CrossdeLena

Nigeria

An everyday boy living an everyday life.

It Haunts: excerpt

November 17, 2020

Zarah and I are still not speaking when Mummy drives us out of the school. Zarah sits in the passenger seat, asking Mummy questions as she steers the car. My earphones are plugged into my ears—Mummy is incredibly thoughtful every time the dormitory closes, bringing our phones so that we can start using them even before we get home—but I cannot bring myself to play any song. I am afraid that I will miss out on Mummy and Zarah’s conversation.

Mummy is an expert driver. Perhaps that is why she travels across state lines to bring us back from the boarding house anytime school closes. She also makes sure that anyone driving alongside her knows that she is an expert driver. She continually lambasts drivers who break the rules, yelling from her open window, “Yield to traffic on your left, fool!” or “This is the speed lane. GET OUT OF THE WAY!” She yells at them so confidently, so unconcernedly that I wonder what holds her tongue whenever Grandmama comes visiting.

Each time Mum yells, Zarah waits for her to be done then asks her what rules the erring driver has broken. As they speak, I wonder why Mum and I never have such easy conversation.

Zarah shakes her head to the left slightly, that eccentric shake that she does whenever she wants to say something that can cause trouble.

“Kaluchi has been 5-and-6 with a new student throughout this term,” she says. “A boy,” she adds, for good measure. “Biracial.”

Mum’s left eyebrow begins a slow crawl up. “Mmm. Is that so?”

Her voice is so low I wonder whether the question is directed to me or Zarah. I don’t know what to say. Zarah and I do not speak at school. It is common knowledge that we are sisters: we arrive at the dormitory together and leave together; we are both the smartest students in our respective years. But we never speak at school.

“What’s he like?” Mum asks. “Do you like him?”

“I don’t,” I say. “He’s a new student who is struggling in the STEM class when he’s really into the commercial class. I’m helping him make the switch.”

“You? Helping someone?” Mum’s voice is incredulous. Six months ago, she would not have said this. But Zarah has regularly sung it for everyone to hear. Slight anger creeps into the back of my throat.

My thighs stiffen; the right one twitches. “Yes.” My voice is tight. 

We drive in silence. Before it is broken, I know someone will break it. I know what the person will say. I’m just not sure who.

Zarah does me the favour. “Help someone? Like you helped me that night?”

My thighbone twitches uncontrollably. I bite down hard on my lip.

*
As we pull into our street with main houses that look like museums and guesthouses that should be criminal to own when sixty people are homeless right outside the gates of the estate, Zarah’s head shakes again. A little to the left, twice to the right. In resolution. I look up from the phone I am pretending to press. Gab’s car is in the driveway.

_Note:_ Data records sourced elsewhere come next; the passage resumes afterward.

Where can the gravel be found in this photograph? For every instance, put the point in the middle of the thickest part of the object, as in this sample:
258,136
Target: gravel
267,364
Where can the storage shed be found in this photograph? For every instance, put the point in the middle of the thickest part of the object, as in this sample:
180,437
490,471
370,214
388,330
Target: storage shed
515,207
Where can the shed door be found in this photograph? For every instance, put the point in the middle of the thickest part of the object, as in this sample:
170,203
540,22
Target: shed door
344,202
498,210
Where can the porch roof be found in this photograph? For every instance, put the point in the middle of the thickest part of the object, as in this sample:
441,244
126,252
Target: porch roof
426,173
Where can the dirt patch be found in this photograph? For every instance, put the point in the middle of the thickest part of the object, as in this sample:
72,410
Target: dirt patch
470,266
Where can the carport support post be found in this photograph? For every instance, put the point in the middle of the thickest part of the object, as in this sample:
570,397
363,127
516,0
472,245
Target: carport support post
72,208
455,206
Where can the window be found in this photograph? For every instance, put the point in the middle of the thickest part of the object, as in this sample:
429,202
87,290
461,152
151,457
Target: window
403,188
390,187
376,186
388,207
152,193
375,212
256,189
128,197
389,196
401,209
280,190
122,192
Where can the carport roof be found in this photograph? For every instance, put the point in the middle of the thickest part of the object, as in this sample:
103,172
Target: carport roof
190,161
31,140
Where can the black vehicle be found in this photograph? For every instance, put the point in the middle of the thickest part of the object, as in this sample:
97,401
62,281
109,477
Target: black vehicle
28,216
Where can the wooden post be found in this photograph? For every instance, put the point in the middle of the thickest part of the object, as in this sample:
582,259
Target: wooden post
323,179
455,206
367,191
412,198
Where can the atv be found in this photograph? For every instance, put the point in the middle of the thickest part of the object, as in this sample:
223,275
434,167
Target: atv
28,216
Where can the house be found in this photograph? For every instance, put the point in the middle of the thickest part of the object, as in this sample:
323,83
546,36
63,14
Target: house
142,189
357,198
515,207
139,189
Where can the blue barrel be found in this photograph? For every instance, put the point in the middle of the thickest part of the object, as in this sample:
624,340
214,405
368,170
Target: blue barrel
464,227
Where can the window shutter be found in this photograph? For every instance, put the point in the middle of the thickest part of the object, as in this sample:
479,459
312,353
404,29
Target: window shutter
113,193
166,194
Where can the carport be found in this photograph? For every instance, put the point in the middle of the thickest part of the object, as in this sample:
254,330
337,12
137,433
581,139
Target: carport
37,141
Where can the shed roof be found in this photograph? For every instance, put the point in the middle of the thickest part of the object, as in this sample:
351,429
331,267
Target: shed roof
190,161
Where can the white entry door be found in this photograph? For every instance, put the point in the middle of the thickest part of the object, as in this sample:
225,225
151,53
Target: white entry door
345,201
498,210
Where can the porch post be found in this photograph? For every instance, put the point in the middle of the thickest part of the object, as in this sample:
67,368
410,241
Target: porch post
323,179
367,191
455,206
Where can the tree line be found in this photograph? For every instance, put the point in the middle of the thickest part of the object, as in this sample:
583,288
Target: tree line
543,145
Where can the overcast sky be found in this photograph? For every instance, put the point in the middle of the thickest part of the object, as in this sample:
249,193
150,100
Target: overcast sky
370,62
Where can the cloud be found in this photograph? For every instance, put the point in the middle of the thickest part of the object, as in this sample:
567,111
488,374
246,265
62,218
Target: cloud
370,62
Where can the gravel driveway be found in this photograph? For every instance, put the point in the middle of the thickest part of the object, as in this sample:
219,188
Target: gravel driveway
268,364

We drag our suitcases from the boot of the car and enter the house. Grandmama is centred in the parlour, in the prime position, as Lordess of the House, daring anyone to challenge her because isn’t it perfectly normal that she is here and it isn’t the third week of December yet? She looks up briefly as we come in. My eyes dart to the ceiling and back at Grandmama very quickly. My tight lips shift horizontally.

“Welcome,” she says in Igbo. “Nno.”

“Mhmm,” Mum responds. Zarah neither speaks nor looks at her. I say thank you to her.

I briefly look around for Gab. He has religiously avoided any contact with Zarah since that night two years ago. I berate myself for looking for him. That is not the way to reconnect with Zarah.

In the evening, Dad comes home early for dinner. We sit at our usual positions, except Mum’s is taken up by Grandmama. We pray together and begin to eat. Gab’s chair is empty.

“Are you surprised I’m here early?” Grandmama asks, her face impassive. By the direction of her voice, I am expected to answer the question.

“Yes,” I say.

Her face sets, resolve dancing in her eyes. Whatever she’s about to say, she’s prepared for it for weeks. Zarah, on her part, does the little shake, clutching her eating knife tightly, grasping her fork possessively. If eyes could kill, Grandmama would be dead. Zarah’s lips part, and for a fleeting moment before she speaks, I wish that I were still at school with all the stress of grade 9 final exams and Olympiad preparation; that I never had to come back home until Grandmama died; and that I had spoken up, screamed, maybe, that night that Gab had been raping her.

“This is not your home,” she says to Grandmama in a cold, measured voice. “Never come here. Never bring your suggestions to us. All of them have been horrible. You and that boy should leave and never return.”
Grandmama’s eyes roll back in their sockets. She shoots backwards on her seat. Her arms are up like lightning, quickly planting a slap on Zarah’s cheek. As Zarah’s fingers curve around the neck of the decanter with the expertise of someone who has practised for years, that night hurtles past my eyes.